Het type en de kwaliteit van de electieve AAA-behandelingen waren in 2020 vergelijkbaar met die in 2018/2019. Dit suggereert dat, ondanks de druk op de ziekenhuizen door de coronapandemie, de kwaliteit van de electieve zorg van AAA behouden is. Dit geldt ook voor de carotiszorg, waarbij in 2020 dezelfde postoperatieve complicatie- en sterftepercentages werden gezien als in 2018/2019. Wel werd in 2020 vaker een stent in de arteria carotis geplaatst als alternatief voor een carotisinterventie op de operatiekamer. Dit zal vermoedelijk eerder te maken hebben met logistieke redenen op ziekenhuisniveau dan zorginhoudelijke factoren.

Welke kwaliteitsregistraties hebben bijgedragen aan dit hoofdstuk?

Nederlandse Hart Registratie (NHR)

In de Nederlandse Hart Registratie (NHR) worden alle patiënten geregistreerd die een cardiochirurgische en cardiologische interventie ondergaan. Binnen de registratie worden patiëntkarakteristieken, interventievariabelen en patiënt-relevante uitkomsten (overleving, complicaties, re-operaties en kwaliteit van leven) vastgelegd.
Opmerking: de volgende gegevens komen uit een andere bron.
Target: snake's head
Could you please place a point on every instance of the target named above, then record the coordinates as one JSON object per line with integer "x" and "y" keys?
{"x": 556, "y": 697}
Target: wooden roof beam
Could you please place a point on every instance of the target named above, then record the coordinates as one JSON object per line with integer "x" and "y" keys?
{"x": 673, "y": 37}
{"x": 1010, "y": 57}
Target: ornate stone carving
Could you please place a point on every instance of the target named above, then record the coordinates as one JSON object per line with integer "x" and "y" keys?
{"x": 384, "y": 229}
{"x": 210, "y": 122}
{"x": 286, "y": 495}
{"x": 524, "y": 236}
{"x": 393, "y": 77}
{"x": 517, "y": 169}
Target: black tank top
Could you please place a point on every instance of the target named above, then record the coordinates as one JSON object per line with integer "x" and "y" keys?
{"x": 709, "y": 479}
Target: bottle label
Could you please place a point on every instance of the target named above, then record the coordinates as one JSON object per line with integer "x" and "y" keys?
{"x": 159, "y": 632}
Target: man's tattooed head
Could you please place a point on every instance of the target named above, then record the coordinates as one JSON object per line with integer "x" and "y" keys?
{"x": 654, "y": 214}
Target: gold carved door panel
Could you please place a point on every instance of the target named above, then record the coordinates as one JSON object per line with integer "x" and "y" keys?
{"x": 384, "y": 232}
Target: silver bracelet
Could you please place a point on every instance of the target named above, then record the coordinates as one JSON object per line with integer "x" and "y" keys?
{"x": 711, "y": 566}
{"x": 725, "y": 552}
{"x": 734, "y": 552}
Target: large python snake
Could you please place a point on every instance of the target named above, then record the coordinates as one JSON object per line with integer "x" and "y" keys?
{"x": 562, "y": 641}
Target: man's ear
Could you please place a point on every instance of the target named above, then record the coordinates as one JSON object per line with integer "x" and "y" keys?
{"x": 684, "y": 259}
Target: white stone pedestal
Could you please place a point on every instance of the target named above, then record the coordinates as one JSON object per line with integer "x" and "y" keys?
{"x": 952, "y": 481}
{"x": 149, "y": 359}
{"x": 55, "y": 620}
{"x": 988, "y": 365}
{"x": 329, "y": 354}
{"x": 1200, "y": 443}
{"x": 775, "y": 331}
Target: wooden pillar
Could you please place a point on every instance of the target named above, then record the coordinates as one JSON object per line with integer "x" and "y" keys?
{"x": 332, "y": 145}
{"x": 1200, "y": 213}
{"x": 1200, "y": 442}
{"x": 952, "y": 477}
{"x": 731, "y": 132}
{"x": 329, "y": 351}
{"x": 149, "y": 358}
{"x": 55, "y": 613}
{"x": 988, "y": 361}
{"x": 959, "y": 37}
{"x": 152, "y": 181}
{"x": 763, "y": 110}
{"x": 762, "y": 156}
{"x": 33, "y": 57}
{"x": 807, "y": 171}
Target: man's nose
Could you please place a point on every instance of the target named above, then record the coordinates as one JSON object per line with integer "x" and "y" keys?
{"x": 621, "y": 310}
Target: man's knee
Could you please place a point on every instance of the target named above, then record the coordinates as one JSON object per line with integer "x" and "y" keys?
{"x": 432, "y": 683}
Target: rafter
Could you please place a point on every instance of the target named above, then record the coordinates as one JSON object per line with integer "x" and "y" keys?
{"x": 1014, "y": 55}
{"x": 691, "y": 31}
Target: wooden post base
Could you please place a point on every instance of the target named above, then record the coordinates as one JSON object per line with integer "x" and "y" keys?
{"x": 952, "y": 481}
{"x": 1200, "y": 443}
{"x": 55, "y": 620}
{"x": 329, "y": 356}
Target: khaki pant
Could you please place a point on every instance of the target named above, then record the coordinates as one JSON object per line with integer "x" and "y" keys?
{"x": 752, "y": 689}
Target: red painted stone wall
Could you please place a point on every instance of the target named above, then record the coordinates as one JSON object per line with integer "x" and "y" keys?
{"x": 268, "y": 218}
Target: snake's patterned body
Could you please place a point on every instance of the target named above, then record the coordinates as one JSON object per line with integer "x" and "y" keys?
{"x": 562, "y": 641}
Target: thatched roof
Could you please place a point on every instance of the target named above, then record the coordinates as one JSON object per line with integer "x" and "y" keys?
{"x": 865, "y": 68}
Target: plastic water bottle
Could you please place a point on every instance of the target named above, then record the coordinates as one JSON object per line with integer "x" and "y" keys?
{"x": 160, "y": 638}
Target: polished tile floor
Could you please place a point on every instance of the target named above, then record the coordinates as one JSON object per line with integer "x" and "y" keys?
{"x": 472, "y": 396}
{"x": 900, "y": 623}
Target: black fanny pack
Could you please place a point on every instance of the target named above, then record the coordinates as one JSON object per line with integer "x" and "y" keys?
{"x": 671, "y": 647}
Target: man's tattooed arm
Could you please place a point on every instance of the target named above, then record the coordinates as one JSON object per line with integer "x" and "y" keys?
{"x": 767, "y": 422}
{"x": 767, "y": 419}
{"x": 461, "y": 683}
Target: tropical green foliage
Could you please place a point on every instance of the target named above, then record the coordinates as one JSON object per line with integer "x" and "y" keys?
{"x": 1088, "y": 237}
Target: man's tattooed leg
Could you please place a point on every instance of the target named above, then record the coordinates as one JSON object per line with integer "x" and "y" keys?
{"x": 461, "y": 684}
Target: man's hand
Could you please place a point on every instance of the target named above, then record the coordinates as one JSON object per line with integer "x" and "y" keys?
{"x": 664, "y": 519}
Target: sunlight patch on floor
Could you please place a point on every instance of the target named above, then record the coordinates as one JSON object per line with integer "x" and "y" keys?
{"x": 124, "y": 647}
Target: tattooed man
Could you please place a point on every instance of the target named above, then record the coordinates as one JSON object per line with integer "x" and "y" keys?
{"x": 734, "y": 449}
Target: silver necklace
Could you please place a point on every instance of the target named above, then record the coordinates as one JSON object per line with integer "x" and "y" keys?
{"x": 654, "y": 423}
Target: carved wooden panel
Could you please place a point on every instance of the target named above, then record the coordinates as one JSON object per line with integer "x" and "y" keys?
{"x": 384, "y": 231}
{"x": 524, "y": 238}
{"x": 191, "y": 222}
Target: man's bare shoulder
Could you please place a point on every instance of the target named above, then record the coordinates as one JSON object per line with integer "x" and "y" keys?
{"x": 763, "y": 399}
In de analyses in dit hoofdstuk zijn alle electieve cardiochirurgische interventies waarbij sprake is van routine opname voor de operatie geïncludeerd. Cardiochirurgische interventies met urgentieclassificatie urgent, spoed of redding zijn opgenomen in het hoofdstuk Acute zorg. Voor de cardiochirurgische analyses zijn data van vijftien hartcentra meegenomen.
Tevens zijn in de analyses van dit hoofdstuk de electieve cardiologische transkatheter aortaklepimplantaties (TAVI), electieve percutane coronaire interventies (PCI’s), katheterablaties voor atriumfibrilleren, minimaal-invasieve chirurgische ablaties voor atriumfibrilleren en pacemaker en ICD im- en explantaties opgenomen. PCI’s met indicatie ST-elevatie myocardinfarct (STEMI) en niet-ST-elevatie myocardinfarct (NSTEMI) zijn opgenomen in het hoofdstuk Acute zorg. Voor de PCI’s zijn de gegevens compleet tot 1 oktober 2020. Deze zullen later aangevuld worden om een compleet beeld te geven van de tweede golf.

Aneurysma registratie (DSAA) en carotisinterventie registratie (DACI)

In de Dutch Surgical Aneurysm Audit (DSAA) worden patiënten geregistreerd die een chirurgische interventie aan de aorta ondergaan die wordt uitgevoerd door vaatchirurgen. In dit hoofdstuk, worden alleen de electieve operaties aan abdominale aneurysmata meegenomen. De operaties aan een gebarsten, of acuut symptomatische aneurysmata worden beschreven in het hoofdstuk acute zorg.

In de Dutch Audit for Carotid Interventions (DACI) registreren vaatchirurgen interventies aan een vernauwde halsslagader. Deze operaties vinden doorgaans binnen twee weken na het ontstaan van klachten plaats en worden daarom in dit hoofdstuk geanalyseerd.